The choice of an interface between delivery trucks and the dock itself is crucial. Failure to choose the best leveler for a dock application can jeopardize the safety of workers. It can lead to work stoppages and even damages to expensive equipment. Companies need to learn how to assess their docks; the product they are interacting with and what types of levelers will best suit their particular applications.
In addition, cleanliness is a major concern for food distributors and dock doors are a major thoroughfare for dirt and debris.
"One of the reasons that we ended up switching to vertical dock levelers in our facility is cleanliness," says Kirk Mortenson, director of real estate/facilities for Gordon Food Service, a Grand Rapids, MI-based foodservice distributor. Before switching to the vertical style of dock levelers, Gordon Food relied on mechanical pit levelers to bridge the gap between the dock and the delivery vehicle. However, the physical logistics of having pit levelers presented a number of challenges to the company.
"AIB (The American Institute of Baking) comes into our facilities frequently to make inspections," says Mortenson. "With the vertical levelers we are using, we actually have a pit that runs the length of the dock. It has steps doing down into it that make it easier for our people to clean out any dirt and debris that might collect in there and make sure its clean enough to pass health inspections."
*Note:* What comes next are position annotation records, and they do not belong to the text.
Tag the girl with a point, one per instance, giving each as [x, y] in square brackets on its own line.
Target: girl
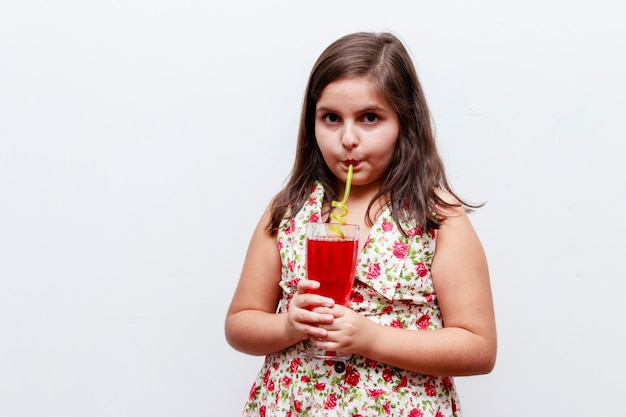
[421, 308]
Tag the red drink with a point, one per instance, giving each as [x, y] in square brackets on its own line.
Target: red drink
[332, 262]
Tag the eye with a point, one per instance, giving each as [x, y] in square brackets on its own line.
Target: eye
[331, 118]
[370, 118]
He says the pit levelers were much harder to access for cleaning.
"Many companies are going with the vertical storing leveler all the way throughout their facilities, just because you get the advantage of cleanliness," agrees John Carroll, director of U.S. sales for 4Front Engineered Solutions. The Carrollton, TX-based company is a manufacturer of branded truck and rail loading dock equipment, including Serco vertical dock levelers.
"The levelers have a great impact on cleanliness at the dock. You don't have a hidden pit that you have with the pit style leveler that you can only access and clean from outside the building. With the vertical, everything is standing up. It's visible, it's there for cleaning. Wash down is easier."
Gordon Food service also moves a lot of refrigerated food through its dock doors as part of its food distribution business. The company had to find ways to help cut down on energy loss and preserve the temperature integrity of the food. Switching to the vertical dock levelers provided great benefits in that respect.
"With verticals, trailers typically back into the specially-designed loading dock bay before their doors are open," says Steve Greco, director, international sales and marketing, Blue Giant Equipment Corp., Ontario, Canada. "It makes for a complete seal between the trailer and the facility. Then the driver opens the doors inside the building and the vertical dock leveler is lowered into place inside the bed of the trailer."
"Imagine the driver having to open the doors in the parking lot, where it's 20 degrees inside and 105 degrees outside," says 4Front's Carroll. "The driver has to swing them back, lock them, walk 60 feet back to the cab and then back the truck the rest of the way to the loading dock."
In that time, a great deal of cold air can be lost. 4Front did a study recently that showed companies actually lose one ton of refrigerate air per dock door per year, on average, when they use pit levelers instead of vertical dock levelers. If a ton of refrigerated air costs a minimum of $400 to generate, that means on a 10 door facility a company is losing $4,000 a year on cold air going outside its doors--a significant expense.